Cardiac arrest or very severe head injuries are most often fatal, but what of when they are not? Often in such cases we find a person in deep coma, yet one with signs, such as preserved pupillary reflexes, facial movement, or remaining breathing efforts, that they are not brain dead. When this state is prolonged, we may call it the "vegetative state."

Many people who enter the vegetative state never regain consciousness, but others, especially those whose brain injury is from head trauma rather than cardiac arrest, do recover at least some some level of waking consciousness. Prediction of who will recover would be useful in counseling families regarding decisions on how long to maintain artificial means of life support such as mechanical ventilation.

In the Lancet this week, a study has been published which found that functional PET imaging may improve the accuracy of clinical predictions of the potential of waking from a vegetative state.The method seemed more accurate than fMRI in those patients.

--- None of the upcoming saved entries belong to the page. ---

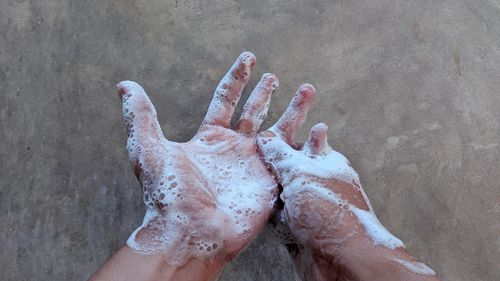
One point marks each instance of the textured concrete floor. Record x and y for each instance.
(410, 90)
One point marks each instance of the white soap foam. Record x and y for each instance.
(297, 171)
(416, 267)
(234, 186)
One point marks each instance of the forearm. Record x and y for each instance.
(128, 265)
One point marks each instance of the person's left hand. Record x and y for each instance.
(208, 197)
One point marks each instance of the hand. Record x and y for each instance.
(326, 212)
(209, 197)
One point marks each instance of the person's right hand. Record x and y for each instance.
(326, 212)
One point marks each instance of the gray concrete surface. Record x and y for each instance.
(410, 90)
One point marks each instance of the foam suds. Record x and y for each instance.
(297, 172)
(416, 267)
(219, 173)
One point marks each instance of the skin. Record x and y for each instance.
(208, 198)
(321, 193)
(195, 188)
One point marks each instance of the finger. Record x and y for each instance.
(229, 90)
(274, 151)
(255, 109)
(317, 142)
(296, 113)
(143, 130)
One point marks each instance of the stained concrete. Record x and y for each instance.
(410, 90)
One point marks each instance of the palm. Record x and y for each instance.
(211, 194)
(221, 173)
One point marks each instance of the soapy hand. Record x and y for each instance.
(209, 197)
(327, 221)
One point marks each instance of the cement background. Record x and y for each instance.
(410, 90)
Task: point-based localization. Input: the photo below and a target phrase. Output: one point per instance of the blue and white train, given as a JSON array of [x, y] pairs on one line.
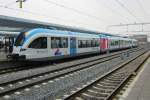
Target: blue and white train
[[46, 44]]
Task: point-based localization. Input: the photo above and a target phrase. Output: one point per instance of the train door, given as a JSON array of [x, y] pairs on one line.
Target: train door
[[73, 49], [38, 48], [104, 44]]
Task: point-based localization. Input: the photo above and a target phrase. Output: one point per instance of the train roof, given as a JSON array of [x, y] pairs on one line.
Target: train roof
[[59, 33]]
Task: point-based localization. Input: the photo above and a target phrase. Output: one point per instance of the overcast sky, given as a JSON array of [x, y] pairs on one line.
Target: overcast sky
[[91, 14]]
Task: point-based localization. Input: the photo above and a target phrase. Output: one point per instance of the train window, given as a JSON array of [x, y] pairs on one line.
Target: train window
[[97, 43], [39, 43], [64, 42], [59, 42], [79, 43], [88, 43], [20, 39]]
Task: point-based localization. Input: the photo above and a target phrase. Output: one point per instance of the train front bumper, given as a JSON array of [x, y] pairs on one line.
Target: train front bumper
[[16, 57]]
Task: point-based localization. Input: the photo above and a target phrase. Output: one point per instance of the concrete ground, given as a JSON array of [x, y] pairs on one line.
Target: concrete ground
[[3, 55], [139, 89]]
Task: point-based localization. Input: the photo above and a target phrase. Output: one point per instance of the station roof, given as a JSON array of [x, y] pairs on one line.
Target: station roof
[[13, 24]]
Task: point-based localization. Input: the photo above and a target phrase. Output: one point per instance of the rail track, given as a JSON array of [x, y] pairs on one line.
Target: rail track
[[107, 86], [11, 86]]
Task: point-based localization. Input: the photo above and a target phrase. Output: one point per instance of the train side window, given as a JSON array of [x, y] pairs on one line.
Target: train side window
[[64, 42], [59, 42], [39, 43], [79, 43]]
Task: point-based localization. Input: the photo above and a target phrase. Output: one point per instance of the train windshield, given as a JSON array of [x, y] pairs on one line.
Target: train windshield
[[20, 39]]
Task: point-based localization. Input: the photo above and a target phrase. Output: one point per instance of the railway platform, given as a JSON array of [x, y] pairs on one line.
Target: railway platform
[[139, 89], [3, 55]]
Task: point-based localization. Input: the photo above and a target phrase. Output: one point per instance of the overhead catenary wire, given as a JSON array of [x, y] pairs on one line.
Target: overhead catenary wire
[[113, 10], [125, 8], [141, 6], [39, 14], [77, 11]]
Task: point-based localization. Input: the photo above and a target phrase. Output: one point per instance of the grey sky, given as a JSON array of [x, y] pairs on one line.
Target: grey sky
[[90, 14]]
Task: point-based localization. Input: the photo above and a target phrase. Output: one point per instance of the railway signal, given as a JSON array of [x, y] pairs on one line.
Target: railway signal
[[20, 2]]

Chalmers famously asked the hard problem:  Given a complete materialist description of a thinking, feeling, behaving human, why should those physical processes we have described so completely be accompanied by subjective consciousness? Of course, when engaged in honest conversation with another person, we do not doubt that he is thinking and feeling; the fact that he possesses subjective consciousness is more obvious to us than any physicalist philosophy of mind could ever be!

But what of the person who is vegetative? Here common sense intuitions may fail. This is the harder problem: to find a way of seeing as partially conscious (or denying such) with those who show no outward signs of consciousness.

Related questions for which I have no fixed answers yet:  if one who appears comatose shows partial functional PET signs of conscious awareness, is it correct to say that the patient is in some sense conscious?  If so, where lie our ethical duties? If not, where have we drawn the line, and why?


The Lancet, Early Online Publication, 16 April 2014
doi:10.1016/S0140-6736(14)60042-8Cite or Link Using DOI
This article can be found in the following collections: Neurology (Head injury)

Diagnostic precision of PET imaging and functional MRI in disorders of consciousness: a clinical validation study



Bedside clinical examinations can have high rates of misdiagnosis of unresponsive wakefulness syndrome (vegetative state) or minimally conscious state. The diagnostic and prognostic usefulness of neuroimaging-based approaches has not been established in a clinical setting. We did a validation study of two neuroimaging-based diagnostic methods: PET imaging and functional MRI (fMRI).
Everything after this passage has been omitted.